L'Automobile Club de l'Ouest a précisé aujourd'hui l'emplacement des zones de freinage où les Audi R18 e-tron quattro et les Toyota TS030 pourront récupérer l'énergie générée au freinage. Voici le texte du communiqué publié ce jour par l'ACO :

Claude Foubert

Les systèmes hybrides Audi et Toyota récupèrent l'énergie importante générée lors d'un freinage. Auparavant celle-ci était perdue ; elle est désormais stockée et restituée lors des phases d'accélération. Afin de limiter la taille de ces systèmes - et donc les budgets accordés à ces développements spécifiques - l'ACO et la FIA ont imposé une quantité d'énergie maximale restituée entre deux freinages : 500 kilojoules.
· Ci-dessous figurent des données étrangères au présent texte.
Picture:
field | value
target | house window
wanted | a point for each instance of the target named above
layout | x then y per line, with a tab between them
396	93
Chaque voiture hybride pourra donc bénéficier de puissance électrique supplémentaire, sans dépasser ce maxima fixé par la règlementation technique.

Afin d'établir des zones claires (c'est-à-dire celles permettant la restitution d'énergie, situées entre deux freinages où ces machines peuvent donc restituer 500 kJ au maximum), l'Automobile Club de l'Ouest et la Fédération Internationale de l'Automobile ont défini les zones entrecoupées de freinages suffisamment puissants pour être pris en considération.
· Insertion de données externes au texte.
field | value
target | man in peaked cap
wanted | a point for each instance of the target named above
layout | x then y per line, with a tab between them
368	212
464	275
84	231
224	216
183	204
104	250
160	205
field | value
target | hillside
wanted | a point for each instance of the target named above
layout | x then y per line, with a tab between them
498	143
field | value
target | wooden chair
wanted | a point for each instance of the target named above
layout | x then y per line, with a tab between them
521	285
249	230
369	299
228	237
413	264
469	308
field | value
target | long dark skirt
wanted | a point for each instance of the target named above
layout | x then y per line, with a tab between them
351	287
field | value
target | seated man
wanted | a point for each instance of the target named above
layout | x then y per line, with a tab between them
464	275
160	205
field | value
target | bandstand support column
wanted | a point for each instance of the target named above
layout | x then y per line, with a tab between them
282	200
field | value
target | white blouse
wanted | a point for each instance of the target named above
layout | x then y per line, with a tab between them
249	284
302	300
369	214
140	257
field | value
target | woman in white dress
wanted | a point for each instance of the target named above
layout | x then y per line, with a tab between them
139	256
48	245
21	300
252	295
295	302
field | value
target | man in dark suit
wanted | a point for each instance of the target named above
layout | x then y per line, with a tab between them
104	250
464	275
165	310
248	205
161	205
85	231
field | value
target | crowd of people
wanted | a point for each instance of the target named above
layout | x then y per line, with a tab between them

http://www.endurance-info.com/version2/images/news/12_LM_brakingzones.jpg


Si elles étaient au nombre de cinq sur le tracé de Spa-Francorchamps, cadre de la deuxième manche du Championnat du Monde d'Endurance de la FIA disputée le 5 mai 2012 où furent instaurées ces zones ERS (Energy Recovery System) pour la première fois ; elles seront sept sur les 13,629 km du Circuit des 24 Heures du Mans.


Zone n°1 : Chicane Dunlop (au niveau du poste de commissaire n°Cool
Zone n°2 : Chicane Forza Motorsport (au niveau du poste de commissaire n°42)
Zone n°3 : Chicane Michelin (au niveau du poste de commissaire n°60)
Zone n°4 : Virage de Mulsanne (au niveau du poste de commissaire n°76)
Zone n°5 : Virage d'Indianapolis (au niveau du poste de commissaire n°96)
Zone n°6 : Virage Porsche (au niveau du poste de commissaire n°115b)
Zone n°7 : Virage Ford (au niveau du poste de commissaire n°131)


L'entrée de chaque zone est calculée à 50 mètres avant le virage concerné. Ces zones seront bien évidemment à respecter par les concurrents dès la Journée Test des 24 Heures du Mans qui aura lieu le dimanche 3 juin 2012.


Quatre des 56 voitures engagées aux 24 Heures du Mans 2012 sont dotées de motorisations hybrides : les Audi R18 e-tron quattro n°1 et 2 ; les Toyota TS030 Hybrid, n°7 et 8.


A noter que, dans le cas des Audi où l'énergie est restituée sur le train avant, la voiture doit rouler au-delà de 120 km/h pour que la restitution s'effectue. Pour la Toyota en revanche, à bord de laquelle l'énergie est restituée sur le train arrière, le règlement n'impose pas de vitesse minimale, ce qui lui permettra donc également d'évoluer dans les stands uniquement propulsée par son moteur électrique.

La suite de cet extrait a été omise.